TTxGP: world's first e-bike grand prix race report
Went the day well?
Leccy Tech The inaugural zero-emission motorcycles grand prix – the TTxGP - finished last week with more than its fair share the drama, excitement and breakdowns.
As with any new form of motor sport, the rate of attrition was high with only nine of the 20 bikes due to start race making it to the chequered flag.
Pre-prang: eRockit's bike practicing pre-race
The German eRockit bike never recovered from a seized motor on Tuesday that sent its rider, David Madsen-Mygdal, sliding down the road bruising his hip and damaging his crash helmet. Following the crash, Madsen-Mydgal confessed that he would be uncomfortable riding the six-speed clutchless machine even if the team could repair it in time.
“I was going fairly well and it was pretty good fun to ride," he told Register Hardware. "I’m just glad it locked up in a straight line."

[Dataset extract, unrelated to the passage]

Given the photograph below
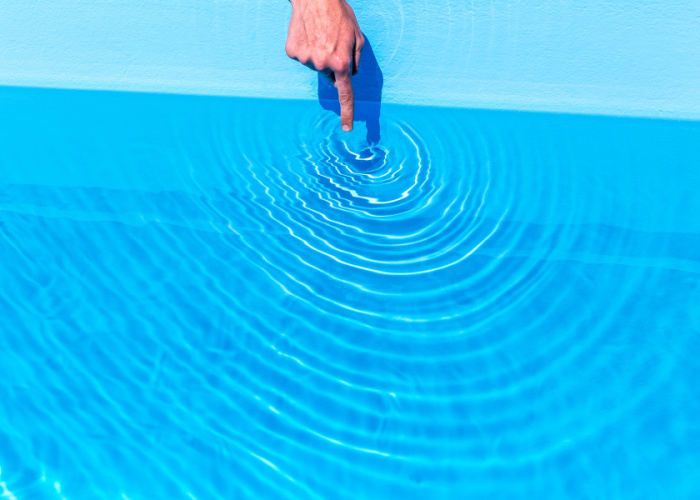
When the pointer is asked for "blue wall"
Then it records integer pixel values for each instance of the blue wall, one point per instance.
(621, 57)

Meanwhile, Evo Design's bike suffered from consistent problems with its electronic control unit which the team failed to solve in time to qualify for Friday's race. Persistent technical problems also prevented the Peace e-rider bike from starting.
Of the 13 e-bikes that did manage to start, four suffered terminal technical problems during the race, including James McBride on the ManTTX machine, who retired at Glenn Duff; the second Brammo machine ridden by Roy Richardson, which melted its engine at the 11 mile; and the Team MotoCzysz bike ridden by Mark Miller, which suffered a catastrophic failure of all three of its electric motors in a shower of sparks before even reaching the first checkpoint.
Burn out: MotoCzysz' three engines went up in smoke
The US-based Brammo team said they had deliberately push up the performance of Richardson's bike to see how it would stand up compared to their second bike, ridden by Mark Buckley, who eventually came home third in class.